How to generate assertion message for SAP to get access token to resource server?

We are creating a mobile app on OutSystems cloud to access a SAML provider portal within our enterprise, which after correct authentication gives us access to a SAP system.

In a proof of concept we were able to read/write to the SAP Systems with REST api calls, but this time for real development, we encounter the challenge of passing the SAML provider portal and directly be able to read/write, also via REST, to SAP with delegated authorization (without need to re-login on the app when passing through the portal authorization).

As a 1st attempt we have configured the IDP tool from the Forge with our endpoints, get the portal page on the app and after login, we pass the portal login successfully. Next step was, according to oauth 2.0 document we need to get an authorization code and send it back to get an access token to our resource server to read/write data without any further authentication. We could not realize this next step and discussed this with someone with SAP knowledge

We were adviced there was no need for getting authorization code and to generate our own message with userid, assertion (from IDP message log) to get an access token to the resource server by calling the token endpoint. For this e.g. openSSL tools needs to be used to create a certificate. After getting the token we should read/write data back to the SAP system through REST api calls.
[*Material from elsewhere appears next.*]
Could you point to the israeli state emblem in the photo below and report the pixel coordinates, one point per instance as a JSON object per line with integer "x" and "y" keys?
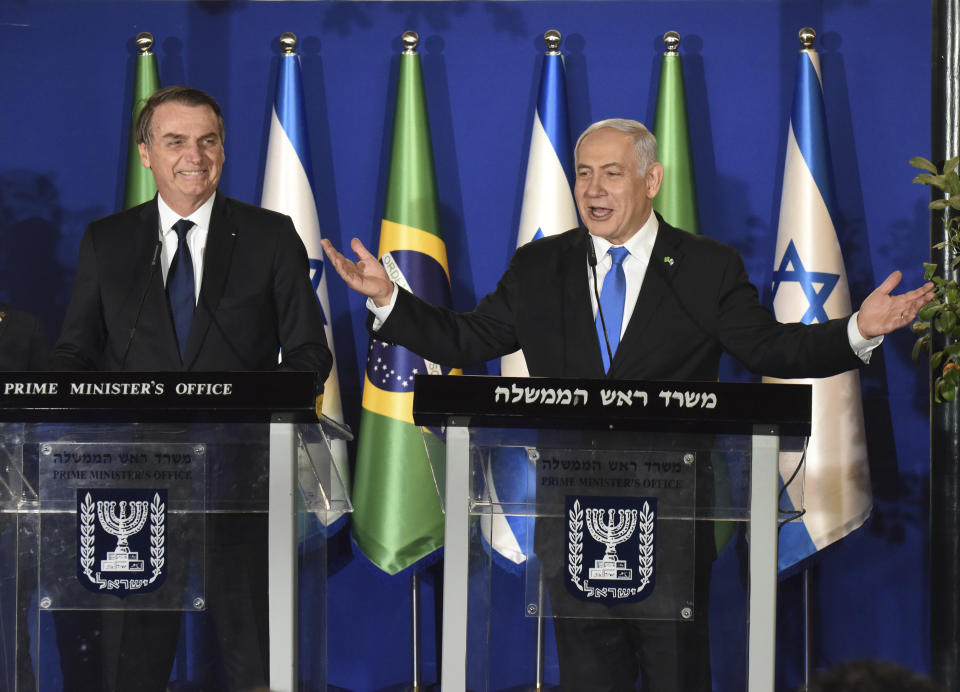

Has anyone done this before and can give some help how to realize this? Is this also the way to do it security wise? I hope our intention is clear as described.

Thank you for any help/advice.

Were you able to find an answer for your issue?

Nope. We are trying to setup Federated Single Sign On now, without the need to implement our own Oauth client, and have stranded on the SAP Netweaver portal. Also setting up a SAML url to get the authorized token and making the related machines trusted with certifications and using https protocol. All is still ongoing. At the end in theory, when we have the authorization token, we should be able to directly exchange information with SAP system through theRESTfull API services and eliminating basic authentication.